Data contracts are the verifiable layer within a data product. A single data product typically contains multiple contracted assets, and the same contract can serve more than one product.

Freshness service level agreements (SLAs) are one component of a data contract, but not the whole thing. SLAs typically define when data will be available. For example, a guarantee that a table is refreshed by 6:00 AM UTC daily. A data contract includes the freshness SLA alongside schema definitions, quality assertions, and enforcement rules. Think of the SLA as one clause in a broader agreement

A schema registry (like Confluent’s Kafka Schema Registry) stores and validates schemas for data exchange in transit. It’s useful for preventing schema-breaking changes in streaming pipelines. 

A data contract is broader: It includes the schema definition but also covers data quality rules, freshness guarantees, and enforcement terms. A schema registry might be part of how you enforce the schema component of a contract, but the contract itself encompasses more than schema alone.

DDL (Data Definition Language) defines the physical storage structure of a dataset: The columns, data types, and constraints your database will accept. It’s what your technology enforces at the storage layer. 

A data contract goes further: It captures semantic meaning (what the data represents, not just its type), freshness commitments (when the data will be available), quality assertions (beyond what DDL constraints can express), and enforcement terms (what happens when something breaks). DDL is a component of a contract, but a contract is not just a DDL.

In most implementations, the producer of the data asset owns the contract. This makes sense because the producer is in the best position to define and enforce schema expectations, freshness guarantees, and quality assertions at the source. 

That said, contracts should be developed collaboratively: Producers and data consumers both provide input on which fields they depend on, what quality thresholds matter, and what freshness cadence their workflows require. The producer owns the commitment; the consumer helps define what that commitment needs to include.

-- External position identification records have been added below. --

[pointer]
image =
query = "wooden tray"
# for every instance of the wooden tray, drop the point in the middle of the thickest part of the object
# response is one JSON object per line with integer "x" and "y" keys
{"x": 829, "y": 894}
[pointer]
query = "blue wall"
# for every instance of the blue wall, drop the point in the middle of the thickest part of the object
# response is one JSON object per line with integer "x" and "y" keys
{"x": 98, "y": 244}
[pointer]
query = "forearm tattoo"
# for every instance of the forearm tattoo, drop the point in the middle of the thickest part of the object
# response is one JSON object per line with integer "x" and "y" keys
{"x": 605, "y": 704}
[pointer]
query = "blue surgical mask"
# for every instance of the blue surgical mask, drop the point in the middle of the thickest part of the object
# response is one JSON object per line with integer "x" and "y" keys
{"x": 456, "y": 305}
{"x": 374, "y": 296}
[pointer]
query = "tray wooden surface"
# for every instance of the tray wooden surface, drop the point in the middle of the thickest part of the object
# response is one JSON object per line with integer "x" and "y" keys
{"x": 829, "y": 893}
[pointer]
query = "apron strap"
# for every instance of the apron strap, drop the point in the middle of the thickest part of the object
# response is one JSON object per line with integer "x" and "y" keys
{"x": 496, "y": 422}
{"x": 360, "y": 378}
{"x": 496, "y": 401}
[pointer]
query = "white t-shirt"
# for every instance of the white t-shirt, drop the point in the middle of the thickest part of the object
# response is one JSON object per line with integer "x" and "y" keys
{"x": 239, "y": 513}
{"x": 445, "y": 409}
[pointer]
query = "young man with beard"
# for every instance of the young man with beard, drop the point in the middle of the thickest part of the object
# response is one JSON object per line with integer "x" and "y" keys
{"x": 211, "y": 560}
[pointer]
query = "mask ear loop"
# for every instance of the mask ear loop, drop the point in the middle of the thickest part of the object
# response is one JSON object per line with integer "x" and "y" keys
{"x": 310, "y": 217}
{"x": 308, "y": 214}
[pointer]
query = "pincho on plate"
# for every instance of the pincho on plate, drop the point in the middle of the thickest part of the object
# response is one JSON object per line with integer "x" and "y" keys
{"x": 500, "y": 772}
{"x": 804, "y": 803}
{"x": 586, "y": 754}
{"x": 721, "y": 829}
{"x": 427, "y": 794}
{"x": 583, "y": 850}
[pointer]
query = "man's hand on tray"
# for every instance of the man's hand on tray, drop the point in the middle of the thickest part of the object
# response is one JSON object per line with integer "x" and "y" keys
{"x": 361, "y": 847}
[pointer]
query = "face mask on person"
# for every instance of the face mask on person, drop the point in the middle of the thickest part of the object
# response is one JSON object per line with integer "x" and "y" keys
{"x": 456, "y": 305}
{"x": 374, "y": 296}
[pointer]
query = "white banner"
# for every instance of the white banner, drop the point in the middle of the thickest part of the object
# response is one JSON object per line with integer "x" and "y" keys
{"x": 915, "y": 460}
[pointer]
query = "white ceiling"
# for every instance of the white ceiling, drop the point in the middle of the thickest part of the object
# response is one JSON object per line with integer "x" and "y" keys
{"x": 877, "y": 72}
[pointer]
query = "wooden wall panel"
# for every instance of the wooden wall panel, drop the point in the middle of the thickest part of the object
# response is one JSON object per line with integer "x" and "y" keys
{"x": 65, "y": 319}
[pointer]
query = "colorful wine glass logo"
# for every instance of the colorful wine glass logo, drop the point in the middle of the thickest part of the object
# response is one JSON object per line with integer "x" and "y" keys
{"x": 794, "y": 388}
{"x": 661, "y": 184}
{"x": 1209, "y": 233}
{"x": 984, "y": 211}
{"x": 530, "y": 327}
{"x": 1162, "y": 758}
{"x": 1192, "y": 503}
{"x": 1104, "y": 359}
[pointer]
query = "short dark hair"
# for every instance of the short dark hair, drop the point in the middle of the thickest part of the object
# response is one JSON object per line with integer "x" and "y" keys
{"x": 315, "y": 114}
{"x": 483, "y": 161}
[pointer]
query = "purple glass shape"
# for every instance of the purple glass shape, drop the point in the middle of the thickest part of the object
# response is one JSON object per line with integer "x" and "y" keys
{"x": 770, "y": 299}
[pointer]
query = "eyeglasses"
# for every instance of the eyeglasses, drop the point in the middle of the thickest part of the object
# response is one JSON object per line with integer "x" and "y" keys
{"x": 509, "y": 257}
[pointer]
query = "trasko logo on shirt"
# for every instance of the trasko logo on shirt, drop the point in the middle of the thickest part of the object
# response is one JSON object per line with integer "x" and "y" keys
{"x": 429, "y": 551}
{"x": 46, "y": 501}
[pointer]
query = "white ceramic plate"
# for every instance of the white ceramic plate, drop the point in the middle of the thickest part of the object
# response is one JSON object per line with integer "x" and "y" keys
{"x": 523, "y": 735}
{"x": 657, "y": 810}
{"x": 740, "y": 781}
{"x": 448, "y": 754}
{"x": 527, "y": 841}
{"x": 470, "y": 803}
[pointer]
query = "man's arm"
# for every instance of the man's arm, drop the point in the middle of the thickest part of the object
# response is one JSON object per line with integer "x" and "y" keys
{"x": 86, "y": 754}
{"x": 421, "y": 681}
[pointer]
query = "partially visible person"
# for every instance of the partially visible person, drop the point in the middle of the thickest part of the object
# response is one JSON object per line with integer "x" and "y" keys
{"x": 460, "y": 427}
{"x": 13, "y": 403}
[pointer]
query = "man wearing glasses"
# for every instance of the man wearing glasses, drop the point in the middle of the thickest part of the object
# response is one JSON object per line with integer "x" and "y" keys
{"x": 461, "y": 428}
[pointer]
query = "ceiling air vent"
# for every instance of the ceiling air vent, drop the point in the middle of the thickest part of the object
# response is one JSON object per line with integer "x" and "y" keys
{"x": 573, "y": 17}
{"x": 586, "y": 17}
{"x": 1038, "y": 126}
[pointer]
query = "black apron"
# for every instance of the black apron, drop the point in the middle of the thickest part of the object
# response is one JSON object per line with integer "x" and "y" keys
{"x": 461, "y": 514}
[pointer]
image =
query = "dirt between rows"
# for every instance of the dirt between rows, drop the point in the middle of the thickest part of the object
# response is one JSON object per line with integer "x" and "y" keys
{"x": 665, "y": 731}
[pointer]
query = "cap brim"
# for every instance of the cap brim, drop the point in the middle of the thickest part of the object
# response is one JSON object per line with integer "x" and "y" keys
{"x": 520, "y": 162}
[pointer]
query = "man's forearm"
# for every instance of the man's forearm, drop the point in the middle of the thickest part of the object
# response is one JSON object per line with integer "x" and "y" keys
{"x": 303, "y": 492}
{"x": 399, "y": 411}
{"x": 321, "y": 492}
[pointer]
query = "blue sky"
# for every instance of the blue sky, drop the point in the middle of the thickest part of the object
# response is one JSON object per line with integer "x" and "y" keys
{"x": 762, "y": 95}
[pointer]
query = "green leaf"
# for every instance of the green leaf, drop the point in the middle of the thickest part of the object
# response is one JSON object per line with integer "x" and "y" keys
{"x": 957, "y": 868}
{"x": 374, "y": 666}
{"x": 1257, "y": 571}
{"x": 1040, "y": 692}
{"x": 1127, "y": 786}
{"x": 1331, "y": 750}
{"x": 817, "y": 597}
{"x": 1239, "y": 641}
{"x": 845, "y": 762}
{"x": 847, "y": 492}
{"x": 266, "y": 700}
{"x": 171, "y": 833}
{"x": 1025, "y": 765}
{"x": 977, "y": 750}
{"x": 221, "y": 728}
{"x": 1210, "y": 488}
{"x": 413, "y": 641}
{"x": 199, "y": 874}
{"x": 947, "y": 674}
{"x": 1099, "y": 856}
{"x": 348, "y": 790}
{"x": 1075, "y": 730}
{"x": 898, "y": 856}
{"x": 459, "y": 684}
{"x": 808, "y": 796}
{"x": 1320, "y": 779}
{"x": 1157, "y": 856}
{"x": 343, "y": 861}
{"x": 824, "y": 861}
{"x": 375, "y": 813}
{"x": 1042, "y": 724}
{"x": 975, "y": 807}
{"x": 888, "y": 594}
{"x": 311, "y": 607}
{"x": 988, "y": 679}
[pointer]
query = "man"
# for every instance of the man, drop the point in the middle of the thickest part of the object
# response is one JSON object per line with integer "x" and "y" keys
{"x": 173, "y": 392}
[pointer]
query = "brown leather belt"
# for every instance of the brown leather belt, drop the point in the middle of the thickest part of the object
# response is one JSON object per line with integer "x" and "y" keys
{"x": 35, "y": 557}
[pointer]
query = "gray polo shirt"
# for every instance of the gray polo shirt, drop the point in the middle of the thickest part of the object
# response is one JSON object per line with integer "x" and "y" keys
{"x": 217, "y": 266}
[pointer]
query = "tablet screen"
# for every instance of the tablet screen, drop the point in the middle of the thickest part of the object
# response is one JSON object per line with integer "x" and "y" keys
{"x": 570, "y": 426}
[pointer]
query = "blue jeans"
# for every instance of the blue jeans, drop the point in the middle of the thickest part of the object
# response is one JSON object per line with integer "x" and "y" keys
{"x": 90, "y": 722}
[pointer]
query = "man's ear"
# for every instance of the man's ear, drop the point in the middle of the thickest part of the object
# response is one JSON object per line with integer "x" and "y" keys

Data contracts can be implemented using a range of approaches. Some teams define them using existing tools, while others use platforms like DataHub to define and manage them centrally:

  • Schema assertions can be defined using Protobuf, Avro, or JSON Schema and stored in a schema registry 
  • Quality checks can be built with dbt tests, Great Expectations, or Soda 
  • Freshness monitoring can be handled through pipeline orchestrators like Airflow or through dedicated observability tools

A data catalog like DataHub ties these together while also allowing you to define and manage contracts directly, providing a centralized place to define, discover, and monitor contracts alongside the assets they govern, with lineage context that helps you prioritize where contracts matter most.

Data contracts play a practical role in governance: Where governance policies set broad standards for data quality, access, and compliance, contracts translate those standards into testable, enforceable commitments on specific assets. 

A governance policy might say, ”sensitive data like customer PII must be masked in non-production environments”. A contract makes that assertion testable. When contracts are surfaced in a catalog and connected to lineage, they also provide auditable evidence that governance standards are being met, which is useful for compliance reporting and internal reviews.

Data contracts become more critical as organizations build AI and ML pipelines. When the downstream consumer of a data asset is a machine learning model rather than a dashboard or report, the consequences of poor data quality change:

  • A broken freshness SLA might mean a model is training on stale data
  • A schema change might silently alter feature distributions
  • A quality assertion failure might introduce noise that degrades predictions without any obvious error

Because these failures tend to compound silently rather than surface as a visible break, contracts provide a structured way to catch problems at the data layer before they propagate into model behaviour. As AI adoption grows, the argument for formalizing data contracts on the assets feeding those pipelines only gets stronger.